Reblogged this on Divergent .
The words spell freedom. Thank you for this post.
My pleasure, Ellen.
thank you for thispost. i started poetry with the simplistic “haiku” and oh what a terrible examples i did. it was only third grade…haha. but to understand and know i would be a poet at 57 no way. i loathed the reading of poems to the class. but as a stutterer i could hardly read the haiku was just the right size for me to read in front of the class. i will now try my hand at these landays. thank you!
If we could only know what our futures would hold!
Well done Shawn! I read the article also, and was deeply touched by the spirit of these women who are seeking something that is theirs when everything else has been taken away.
Very profound article, I thought. My Rotary Club brought author Sally Armstrong to our region to discuss life her book Veiled Threat, and we raised money through http://www.cw4wafghan.ca/ to support a teacher. As a result of our bringing Sally Armstrong, a young girl in a nearby community founded a local group called http://www.littlewomenforlittlewomen.ca/ We’ve had her come speak to our club as well. It’s amazing how little things can make a difference.
Beautiful! I was so moved by the article as well.
Thank you.
Afghani women are tall, robust- and very fiery.
If only they could rise up and take over from their men!
(This is probably the real reason they are kept down-trodden)
I’m thinking at this stage of, “NaPoWriMo” we’d all be better off coupling with someone and tying the can to everything else for and about NaPoWriMo!
Feeling a little stressed, are we? 😉
Not at all. Currently no one has been able to tell me when, “Just Shut The Hell Up Day” is.
This one came about from someone deciding every day is a day and wanting to PUSH at you.
https://transitionu.wordpress.com/2015/03/28/rolling-over/
This piece, the beginnings go back 20 years. PUSH technology. How do you feel when you go in to a store and get asked for your email address? How do they try make you feel when you say no? We want PULL and the marketing, retailing, et al want PUSH. You maybe feel like a creature in Dr. Dolittle?
We aren’t wired for this. There are now information overload detox facilities.
I will not be Jacked In!
https://transitionu.wordpress.com/2015/03/28/rolling-over/
I was just thinking about this the other day- everything is marketing. Everyone wants you to buy. There’s more to life than that. My father (age 100, lifetime salesman) doesn’t understand why I keep a blog, and why I’m happy that so many people interact with my work here. “Do they buy your book?” he wants to know. That doesn’t matter, I tell him. He doesn’t get it. So then I tell him about some of the comments people leave, how a poem made them laugh, how another one made them think, how they enjoy coming by each day to read. That’s worth something, to touch someone else. Why should money be part of the interaction? I have a job, I don’t need a blog to pay the bills, so it’s not monetized. I think that makes it a nicer place to be. If you want to buy my books here, I tell you how, but that’s not what it’s about for me.

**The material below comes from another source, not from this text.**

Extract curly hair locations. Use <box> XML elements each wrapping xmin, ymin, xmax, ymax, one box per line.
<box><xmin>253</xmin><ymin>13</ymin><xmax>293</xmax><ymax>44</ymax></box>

Human interaction in our global community is pretty sweet!
We meet mostly good ones, the odd exceptional one and the odd hypocrite. I’ve been working on a piece off and on about our blogasphere.
Your Dad doesn’t know any different. If he cared to know different he would. Nothing wrong with being set in your ways as long as you aren’t dictating your ways to others.
I’d love to have more time out here to read and see other artists. As it is I can’t get to all the ones I follow put out and I’m certain the ones who follow me are the same.
You aren’t jacked in. Plugged in to creation is far different and so much more rewarding as you say in different words.
I actually put our little interaction up a poignant post.
I’m around and I know you are too.
zoooooooooooooooooom and not the boy dolphin!